ECLI:NL:CRVB:2015:802
Centrale Raad van Beroep
- Hoger beroep
- Rechtspraak.nl
Herziening van bijstand naar de norm van een alleenstaande en de gevolgen van het niet melden van de woonsituatie van een kind
In deze zaak gaat het om de herziening van de bijstandsverlening aan appellant, die sinds 2 september 2011 bijstand ontving op basis van de Wet werk en bijstand (WWB) naar de norm voor een alleenstaande ouder. Naar aanleiding van een signaal van het Interventieteam van de gemeente Heerlen, dat de zoon van appellant niet bij hem inwoonde, heeft het college van burgemeester en wethouders van Heerlen een onderzoek ingesteld. Dit onderzoek toonde aan dat de zoon van appellant sinds 1 september 2010 vijf dagen per week in een internaat in België verbleef en slechts één dag in het weekend bij appellant. Op basis van deze bevindingen heeft het college besloten de bijstand van appellant te herzien naar de norm voor een alleenstaande en een maatregel opgelegd in de vorm van een verlaging van de bijstand met 10% voor de duur van acht maanden.
Appellant heeft tegen deze besluiten bezwaar gemaakt, maar het college heeft dit ongegrond verklaard. De rechtbank Limburg heeft het beroep van appellant tegen deze beslissing ongegrond verklaard, waarna appellant in hoger beroep is gegaan. In hoger beroep heeft appellant aangevoerd dat zijn zoon wel degelijk tot zijn laste kwam, omdat hij de kosten van het internaat betaalde van de kinderbijslag die aan de moeder van de zoon werd uitbetaald. De Raad heeft echter geoordeeld dat appellant niet aannemelijk heeft gemaakt dat hij recht had op kinderbijslag en dat de kosten van het internaat daadwerkelijk ten laste van hem kwamen.

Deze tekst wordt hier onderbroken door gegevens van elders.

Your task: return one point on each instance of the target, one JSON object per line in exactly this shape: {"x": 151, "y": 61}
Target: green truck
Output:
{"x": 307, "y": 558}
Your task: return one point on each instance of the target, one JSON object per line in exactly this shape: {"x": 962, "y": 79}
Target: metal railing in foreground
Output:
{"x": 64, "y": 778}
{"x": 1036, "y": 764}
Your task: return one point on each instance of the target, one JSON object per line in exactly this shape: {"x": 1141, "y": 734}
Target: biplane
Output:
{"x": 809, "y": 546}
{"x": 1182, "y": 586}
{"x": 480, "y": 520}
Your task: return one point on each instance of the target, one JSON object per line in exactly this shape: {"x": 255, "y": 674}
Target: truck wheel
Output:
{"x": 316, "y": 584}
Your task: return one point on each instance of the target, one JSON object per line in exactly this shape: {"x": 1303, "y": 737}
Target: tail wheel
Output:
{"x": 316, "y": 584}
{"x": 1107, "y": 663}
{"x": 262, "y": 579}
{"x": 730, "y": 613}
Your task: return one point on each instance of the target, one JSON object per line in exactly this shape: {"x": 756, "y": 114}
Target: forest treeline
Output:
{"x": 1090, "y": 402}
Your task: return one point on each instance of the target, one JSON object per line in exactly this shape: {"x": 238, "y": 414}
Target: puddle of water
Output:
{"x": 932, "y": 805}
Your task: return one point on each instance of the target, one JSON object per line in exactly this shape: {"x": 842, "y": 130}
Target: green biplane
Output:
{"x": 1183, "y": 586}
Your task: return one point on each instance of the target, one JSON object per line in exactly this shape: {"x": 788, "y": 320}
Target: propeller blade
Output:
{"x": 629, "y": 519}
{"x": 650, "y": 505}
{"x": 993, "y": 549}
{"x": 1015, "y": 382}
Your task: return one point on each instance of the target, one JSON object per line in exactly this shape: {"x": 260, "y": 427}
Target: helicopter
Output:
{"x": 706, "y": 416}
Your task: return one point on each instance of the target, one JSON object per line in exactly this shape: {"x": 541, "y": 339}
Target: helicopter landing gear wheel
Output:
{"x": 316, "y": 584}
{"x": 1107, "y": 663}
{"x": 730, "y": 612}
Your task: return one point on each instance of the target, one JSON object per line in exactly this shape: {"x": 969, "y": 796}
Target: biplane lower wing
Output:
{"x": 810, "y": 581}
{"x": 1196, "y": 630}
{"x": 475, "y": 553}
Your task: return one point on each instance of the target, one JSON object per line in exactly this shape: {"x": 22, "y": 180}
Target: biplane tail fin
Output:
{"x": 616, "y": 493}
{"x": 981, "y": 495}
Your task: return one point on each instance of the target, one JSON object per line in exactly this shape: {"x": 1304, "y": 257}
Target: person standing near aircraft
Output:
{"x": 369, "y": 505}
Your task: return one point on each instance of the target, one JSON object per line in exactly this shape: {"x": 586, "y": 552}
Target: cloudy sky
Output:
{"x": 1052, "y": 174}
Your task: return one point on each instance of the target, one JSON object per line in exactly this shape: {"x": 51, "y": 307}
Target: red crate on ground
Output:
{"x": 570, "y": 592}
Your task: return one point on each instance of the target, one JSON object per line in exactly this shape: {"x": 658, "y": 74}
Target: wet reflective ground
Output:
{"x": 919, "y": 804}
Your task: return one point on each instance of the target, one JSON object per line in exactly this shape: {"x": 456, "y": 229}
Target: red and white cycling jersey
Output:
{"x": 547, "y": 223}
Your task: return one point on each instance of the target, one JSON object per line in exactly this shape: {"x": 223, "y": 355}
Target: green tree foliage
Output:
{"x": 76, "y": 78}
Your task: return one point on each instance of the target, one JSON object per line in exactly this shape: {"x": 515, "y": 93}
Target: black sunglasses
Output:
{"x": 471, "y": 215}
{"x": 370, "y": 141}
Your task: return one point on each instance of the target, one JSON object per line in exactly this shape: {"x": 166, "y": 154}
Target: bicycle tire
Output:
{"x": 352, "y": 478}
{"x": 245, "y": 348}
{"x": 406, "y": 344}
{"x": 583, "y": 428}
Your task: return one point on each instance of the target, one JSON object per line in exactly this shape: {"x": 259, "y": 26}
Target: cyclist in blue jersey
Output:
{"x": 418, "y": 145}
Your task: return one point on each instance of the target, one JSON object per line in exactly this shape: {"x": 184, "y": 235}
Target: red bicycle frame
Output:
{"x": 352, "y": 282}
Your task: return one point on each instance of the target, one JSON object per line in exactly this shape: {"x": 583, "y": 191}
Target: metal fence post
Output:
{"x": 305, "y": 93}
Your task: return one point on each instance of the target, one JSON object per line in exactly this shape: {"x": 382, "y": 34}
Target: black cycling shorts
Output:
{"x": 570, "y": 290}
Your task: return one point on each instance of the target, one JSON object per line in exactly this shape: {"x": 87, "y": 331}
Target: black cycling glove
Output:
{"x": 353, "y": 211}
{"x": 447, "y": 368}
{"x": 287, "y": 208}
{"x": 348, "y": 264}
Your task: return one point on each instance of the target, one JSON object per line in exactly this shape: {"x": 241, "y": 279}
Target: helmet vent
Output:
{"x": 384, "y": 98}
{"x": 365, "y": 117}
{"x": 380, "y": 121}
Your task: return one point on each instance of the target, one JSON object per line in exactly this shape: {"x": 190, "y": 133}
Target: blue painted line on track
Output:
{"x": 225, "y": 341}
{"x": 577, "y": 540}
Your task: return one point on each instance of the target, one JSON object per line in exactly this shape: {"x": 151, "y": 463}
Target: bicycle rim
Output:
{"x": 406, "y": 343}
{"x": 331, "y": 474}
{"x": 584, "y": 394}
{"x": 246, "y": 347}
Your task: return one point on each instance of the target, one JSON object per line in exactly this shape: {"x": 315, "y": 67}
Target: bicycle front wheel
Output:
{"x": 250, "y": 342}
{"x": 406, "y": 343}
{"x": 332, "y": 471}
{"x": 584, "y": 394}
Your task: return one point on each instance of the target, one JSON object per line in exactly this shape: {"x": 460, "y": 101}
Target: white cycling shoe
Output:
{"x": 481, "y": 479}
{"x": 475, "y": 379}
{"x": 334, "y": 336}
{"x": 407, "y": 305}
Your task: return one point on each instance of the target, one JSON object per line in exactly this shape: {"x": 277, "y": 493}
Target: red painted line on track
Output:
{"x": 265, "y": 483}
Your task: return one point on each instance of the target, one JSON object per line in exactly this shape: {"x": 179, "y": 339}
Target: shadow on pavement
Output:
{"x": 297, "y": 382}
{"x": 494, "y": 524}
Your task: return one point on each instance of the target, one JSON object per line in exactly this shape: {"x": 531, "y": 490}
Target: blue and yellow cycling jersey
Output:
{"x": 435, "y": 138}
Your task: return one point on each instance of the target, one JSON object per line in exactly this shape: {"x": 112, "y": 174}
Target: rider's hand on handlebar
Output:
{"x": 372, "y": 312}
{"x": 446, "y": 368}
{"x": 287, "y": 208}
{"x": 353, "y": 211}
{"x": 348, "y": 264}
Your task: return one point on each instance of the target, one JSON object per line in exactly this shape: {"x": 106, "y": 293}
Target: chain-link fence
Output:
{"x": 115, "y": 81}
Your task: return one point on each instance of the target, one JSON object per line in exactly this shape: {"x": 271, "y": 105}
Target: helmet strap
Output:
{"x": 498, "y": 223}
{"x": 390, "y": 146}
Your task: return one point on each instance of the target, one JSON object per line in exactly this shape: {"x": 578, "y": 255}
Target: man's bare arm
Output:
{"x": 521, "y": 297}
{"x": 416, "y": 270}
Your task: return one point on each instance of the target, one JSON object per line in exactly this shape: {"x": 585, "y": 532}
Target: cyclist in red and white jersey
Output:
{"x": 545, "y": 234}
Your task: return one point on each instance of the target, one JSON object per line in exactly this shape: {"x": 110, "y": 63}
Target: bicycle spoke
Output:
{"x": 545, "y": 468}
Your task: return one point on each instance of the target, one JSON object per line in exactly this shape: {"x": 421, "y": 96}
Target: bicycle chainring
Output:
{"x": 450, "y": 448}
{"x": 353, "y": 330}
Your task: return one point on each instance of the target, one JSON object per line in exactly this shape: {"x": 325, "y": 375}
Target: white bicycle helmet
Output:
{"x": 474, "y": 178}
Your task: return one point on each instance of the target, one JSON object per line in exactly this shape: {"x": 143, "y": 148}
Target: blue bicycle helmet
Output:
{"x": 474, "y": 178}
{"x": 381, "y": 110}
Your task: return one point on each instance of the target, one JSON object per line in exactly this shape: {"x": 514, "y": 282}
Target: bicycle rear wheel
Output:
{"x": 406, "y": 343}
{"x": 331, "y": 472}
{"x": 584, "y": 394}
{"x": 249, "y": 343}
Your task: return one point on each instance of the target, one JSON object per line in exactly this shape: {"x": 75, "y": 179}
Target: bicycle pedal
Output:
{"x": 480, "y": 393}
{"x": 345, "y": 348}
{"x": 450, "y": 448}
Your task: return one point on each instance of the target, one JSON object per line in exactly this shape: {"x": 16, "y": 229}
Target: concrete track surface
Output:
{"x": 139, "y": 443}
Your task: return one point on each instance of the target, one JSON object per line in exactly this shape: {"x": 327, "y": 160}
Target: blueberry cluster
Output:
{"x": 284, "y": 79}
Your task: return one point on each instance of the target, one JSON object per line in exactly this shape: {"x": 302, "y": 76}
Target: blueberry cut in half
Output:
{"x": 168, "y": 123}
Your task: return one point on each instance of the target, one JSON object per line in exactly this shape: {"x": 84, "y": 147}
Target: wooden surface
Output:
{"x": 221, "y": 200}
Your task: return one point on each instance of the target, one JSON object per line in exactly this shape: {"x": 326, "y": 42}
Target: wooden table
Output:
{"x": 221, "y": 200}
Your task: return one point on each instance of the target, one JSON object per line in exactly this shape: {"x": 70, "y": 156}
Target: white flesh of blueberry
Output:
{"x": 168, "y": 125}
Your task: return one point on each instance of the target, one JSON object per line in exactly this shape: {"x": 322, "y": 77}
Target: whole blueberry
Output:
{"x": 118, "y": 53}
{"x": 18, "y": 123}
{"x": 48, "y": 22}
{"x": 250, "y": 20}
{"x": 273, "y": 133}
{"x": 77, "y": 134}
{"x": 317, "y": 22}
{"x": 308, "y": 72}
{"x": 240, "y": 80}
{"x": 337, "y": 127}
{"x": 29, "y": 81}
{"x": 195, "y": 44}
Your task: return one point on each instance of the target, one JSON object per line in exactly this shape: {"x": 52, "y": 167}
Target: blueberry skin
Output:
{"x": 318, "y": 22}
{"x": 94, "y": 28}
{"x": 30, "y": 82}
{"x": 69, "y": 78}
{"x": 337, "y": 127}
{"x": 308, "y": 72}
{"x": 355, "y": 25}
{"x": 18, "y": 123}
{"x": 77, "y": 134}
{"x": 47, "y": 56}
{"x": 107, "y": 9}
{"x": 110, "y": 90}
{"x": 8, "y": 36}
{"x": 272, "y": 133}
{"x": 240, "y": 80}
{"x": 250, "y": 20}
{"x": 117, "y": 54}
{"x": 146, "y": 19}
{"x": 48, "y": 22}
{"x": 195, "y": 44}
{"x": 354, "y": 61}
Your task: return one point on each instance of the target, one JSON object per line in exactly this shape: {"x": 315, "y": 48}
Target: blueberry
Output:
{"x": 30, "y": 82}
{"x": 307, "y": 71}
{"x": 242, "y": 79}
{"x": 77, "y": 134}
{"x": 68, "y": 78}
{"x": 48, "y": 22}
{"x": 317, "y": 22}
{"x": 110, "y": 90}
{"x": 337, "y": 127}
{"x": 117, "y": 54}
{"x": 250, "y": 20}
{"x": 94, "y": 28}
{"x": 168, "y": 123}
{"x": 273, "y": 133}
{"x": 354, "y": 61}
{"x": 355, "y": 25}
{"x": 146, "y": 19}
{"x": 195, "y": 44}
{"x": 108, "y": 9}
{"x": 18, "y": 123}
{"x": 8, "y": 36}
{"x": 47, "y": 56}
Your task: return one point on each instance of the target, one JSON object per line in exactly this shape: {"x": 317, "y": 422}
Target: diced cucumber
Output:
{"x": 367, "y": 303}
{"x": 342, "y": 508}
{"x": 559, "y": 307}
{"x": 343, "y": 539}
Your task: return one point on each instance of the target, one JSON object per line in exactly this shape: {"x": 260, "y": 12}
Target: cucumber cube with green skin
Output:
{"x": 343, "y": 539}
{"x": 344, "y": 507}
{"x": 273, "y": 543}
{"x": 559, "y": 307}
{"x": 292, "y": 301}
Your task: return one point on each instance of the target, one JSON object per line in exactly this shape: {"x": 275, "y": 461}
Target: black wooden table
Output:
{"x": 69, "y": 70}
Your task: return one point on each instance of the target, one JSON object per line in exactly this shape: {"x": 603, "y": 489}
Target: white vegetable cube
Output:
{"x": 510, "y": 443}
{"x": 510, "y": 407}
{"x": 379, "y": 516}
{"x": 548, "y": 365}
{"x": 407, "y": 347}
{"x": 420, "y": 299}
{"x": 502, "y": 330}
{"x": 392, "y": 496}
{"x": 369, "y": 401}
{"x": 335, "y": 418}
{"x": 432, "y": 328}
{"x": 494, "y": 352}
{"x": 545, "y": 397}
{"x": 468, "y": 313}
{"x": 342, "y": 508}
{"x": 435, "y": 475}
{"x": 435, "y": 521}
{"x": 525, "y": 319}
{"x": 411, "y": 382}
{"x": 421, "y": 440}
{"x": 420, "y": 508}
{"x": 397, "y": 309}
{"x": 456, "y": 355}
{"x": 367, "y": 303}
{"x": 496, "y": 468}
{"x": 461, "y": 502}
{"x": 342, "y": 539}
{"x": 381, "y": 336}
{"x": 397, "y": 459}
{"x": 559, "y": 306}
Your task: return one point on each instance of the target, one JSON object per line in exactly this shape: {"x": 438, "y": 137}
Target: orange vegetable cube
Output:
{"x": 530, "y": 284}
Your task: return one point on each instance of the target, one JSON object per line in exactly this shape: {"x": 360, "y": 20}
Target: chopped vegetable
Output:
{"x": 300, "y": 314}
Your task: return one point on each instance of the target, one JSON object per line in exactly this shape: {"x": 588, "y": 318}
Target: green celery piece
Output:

De Raad heeft vastgesteld dat appellant de op hem rustende inlichtingenverplichting heeft geschonden door niet te melden dat zijn zoon slechts één dag in de week bij hem verbleef. De Raad heeft het hoger beroep van appellant afgewezen en de aangevallen uitspraak bevestigd, waarbij is geoordeeld dat de maatregel terecht is opgelegd en dat er geen aanleiding is voor een proceskostenveroordeling.